Editorials

Jailed for being poor? In Mecklenburg, no more

Many defendants are held in jail simply because they are too poor to afford bail.
Many defendants are held in jail simply because they are too poor to afford bail. Observer file photo

Elizabeth Trosch has seen how things can go wrong when Mecklenburg County judges set money bonds for defendants accused of minor crimes.

“I’ve encountered egregious situations over the years,” Trosch, a District Court judge, told the Observer editorial board. “I frequently saw defendants with really minor misdemeanor offenses, offenses for which they could not be jailed, sitting in jail for 60 to 90 days on money bonds under $1,000.”

Ninety days in jail for disorderly conduct? That’s not tough on crime; it’s inhumane, misguided and punishes people for the crime of being poor. It also, it turns out, violates state law.

That all changed Friday, when Mecklenburg courts abolished their old matrix that attached certain dollar amounts to bonds for various charges. That system is being replaced with one in which judges assess each individual defendant and their risk of fleeing, committing another crime or tampering with witnesses.

Mecklenburg may be the first county in North Carolina to go this route, but it joins a trend of criminal justice reform bubbling up around the country. Judicial officials – and advocates on both ends of the political spectrum – are recognizing the illogic of holding people in jail while they await trial based on their ability to pay.

Wake County District Attorney Lorrin Freeman said Wake is studying release data and may make changes in bail policies.. She said Wake wants to make allowances for bail involving people whose charges are related to their being mentally ill or homeless. “We certainly don’t want to be in the business of criminalizing poverty,” she said.

North Carolina law says that all defendants except those charged with capital offenses are to be released without paying money while they await trial, unless they pose a risk of flight or committing another crime. But courts across the state violate that law by setting cash bonds without seriously assessing those risks.

Mecklenburg’s new policy replaces its old financial bond table with one that uses objective criteria to assess a defendant’s risk of flight or committing another crime. Those charged with extremely serious crimes and those who are a danger will remain in jail under secured bond. But the majority of accused people will be released, some under supervision and others not.

Increasingly, research shows such an approach actually reduces recidivism. Holding a low-risk person in jail for multiple days increases their chance of committing more crime, a Kentucky study showed. So the new policy, Trosch says, “is not soft on crime, it’s smart on crime.”

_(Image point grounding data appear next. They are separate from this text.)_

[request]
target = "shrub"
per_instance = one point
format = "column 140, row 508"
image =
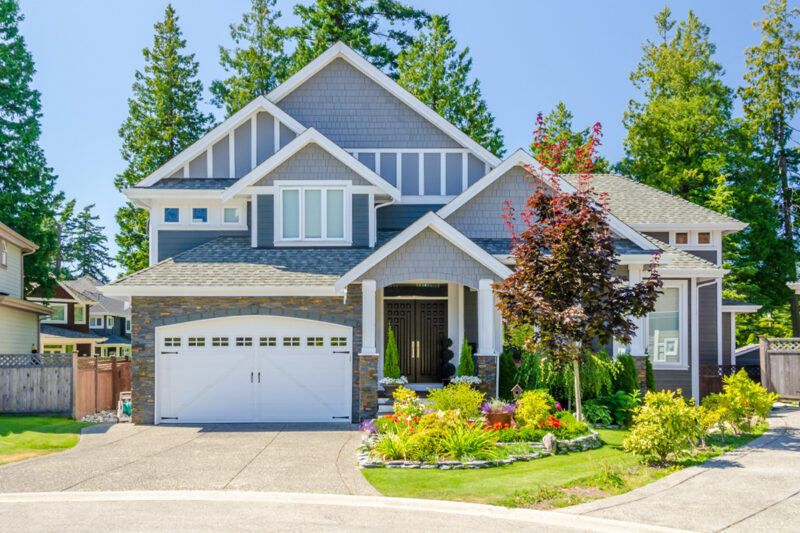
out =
column 457, row 396
column 666, row 424
column 391, row 362
column 534, row 407
column 465, row 365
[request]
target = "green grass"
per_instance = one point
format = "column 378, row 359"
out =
column 547, row 483
column 24, row 437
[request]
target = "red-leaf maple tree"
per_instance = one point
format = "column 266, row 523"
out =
column 565, row 283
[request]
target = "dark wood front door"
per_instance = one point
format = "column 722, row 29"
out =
column 419, row 327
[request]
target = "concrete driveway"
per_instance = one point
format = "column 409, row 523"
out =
column 253, row 457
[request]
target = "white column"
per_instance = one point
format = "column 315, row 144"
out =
column 486, row 318
column 368, row 346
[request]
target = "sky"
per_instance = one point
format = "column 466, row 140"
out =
column 527, row 54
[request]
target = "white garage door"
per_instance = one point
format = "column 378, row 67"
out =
column 254, row 369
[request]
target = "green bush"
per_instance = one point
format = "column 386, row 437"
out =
column 666, row 424
column 534, row 407
column 627, row 377
column 458, row 396
column 391, row 362
column 465, row 365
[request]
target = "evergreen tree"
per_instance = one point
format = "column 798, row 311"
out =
column 257, row 64
column 375, row 28
column 27, row 185
column 559, row 130
column 677, row 138
column 771, row 99
column 163, row 119
column 89, row 249
column 435, row 71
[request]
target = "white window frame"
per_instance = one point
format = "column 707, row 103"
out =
column 302, row 186
column 683, row 324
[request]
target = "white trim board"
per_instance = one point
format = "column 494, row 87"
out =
column 436, row 223
column 341, row 50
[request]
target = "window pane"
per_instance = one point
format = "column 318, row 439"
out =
column 335, row 215
column 313, row 213
column 291, row 214
column 664, row 326
column 231, row 215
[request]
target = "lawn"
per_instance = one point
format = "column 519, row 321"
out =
column 23, row 437
column 546, row 483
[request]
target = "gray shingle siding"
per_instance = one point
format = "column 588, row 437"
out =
column 361, row 220
column 428, row 255
column 312, row 163
column 355, row 112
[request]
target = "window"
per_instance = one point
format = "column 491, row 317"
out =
column 230, row 215
column 291, row 341
column 219, row 341
column 199, row 215
column 666, row 329
column 312, row 214
column 267, row 341
column 244, row 341
column 315, row 341
column 196, row 342
column 172, row 215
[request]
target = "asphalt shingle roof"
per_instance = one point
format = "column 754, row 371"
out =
column 637, row 203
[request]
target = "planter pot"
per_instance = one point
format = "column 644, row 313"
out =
column 494, row 418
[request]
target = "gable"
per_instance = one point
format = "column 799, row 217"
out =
column 355, row 112
column 312, row 163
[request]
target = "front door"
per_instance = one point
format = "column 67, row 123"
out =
column 419, row 327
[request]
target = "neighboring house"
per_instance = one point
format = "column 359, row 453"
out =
column 286, row 241
column 67, row 329
column 19, row 318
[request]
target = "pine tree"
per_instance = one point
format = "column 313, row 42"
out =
column 559, row 130
column 257, row 64
column 89, row 249
column 163, row 119
column 375, row 28
column 677, row 137
column 771, row 100
column 28, row 192
column 433, row 69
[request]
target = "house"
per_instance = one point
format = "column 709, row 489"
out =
column 67, row 329
column 19, row 318
column 286, row 241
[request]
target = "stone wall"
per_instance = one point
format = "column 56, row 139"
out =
column 147, row 313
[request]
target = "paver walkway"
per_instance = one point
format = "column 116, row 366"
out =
column 754, row 488
column 252, row 457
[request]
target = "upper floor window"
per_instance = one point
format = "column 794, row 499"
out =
column 312, row 213
column 172, row 215
column 199, row 215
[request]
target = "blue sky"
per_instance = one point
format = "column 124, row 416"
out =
column 528, row 55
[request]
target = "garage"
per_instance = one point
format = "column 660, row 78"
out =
column 253, row 369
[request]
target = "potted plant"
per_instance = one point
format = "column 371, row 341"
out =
column 498, row 411
column 392, row 378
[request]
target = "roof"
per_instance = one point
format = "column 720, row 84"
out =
column 639, row 204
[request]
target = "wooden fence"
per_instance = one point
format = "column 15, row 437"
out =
column 61, row 383
column 780, row 366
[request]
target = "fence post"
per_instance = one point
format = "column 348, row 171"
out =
column 763, row 354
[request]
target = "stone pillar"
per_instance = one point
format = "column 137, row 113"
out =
column 367, row 386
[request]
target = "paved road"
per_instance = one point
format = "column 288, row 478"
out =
column 754, row 488
column 257, row 511
column 269, row 457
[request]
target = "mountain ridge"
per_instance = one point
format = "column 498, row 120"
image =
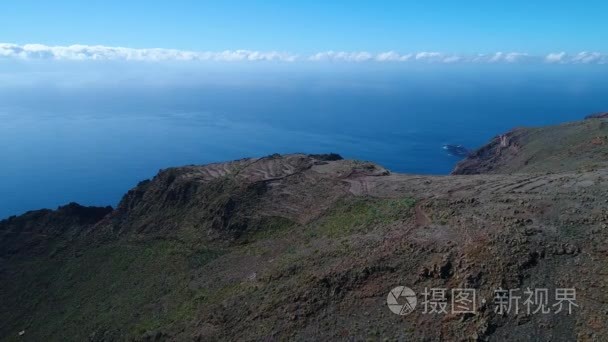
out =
column 308, row 247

Similar efforts in other parts of North Carolina could get a boost from a unanimous U.S. Supreme Court decision last month. The court ruled for the first time that the 8th Amendment’s ban on excessive bail applies to state and local governments. UNC’s School of Government will hold a criminal justice summit on March 15 to discuss bail reform and other criminal justice issues. Presenters are from the far ends of the ideological spectrum, which points to the common ground to be found in this arena.

Mecklenburg has taken a strong first step in showing the way. Its change represents no get-out-of-jail-free card. It simply eliminates the practice of basing people’s freedom on their wealth while keeping dangerous defendants in custody and aligning the county with state law and the Constitution.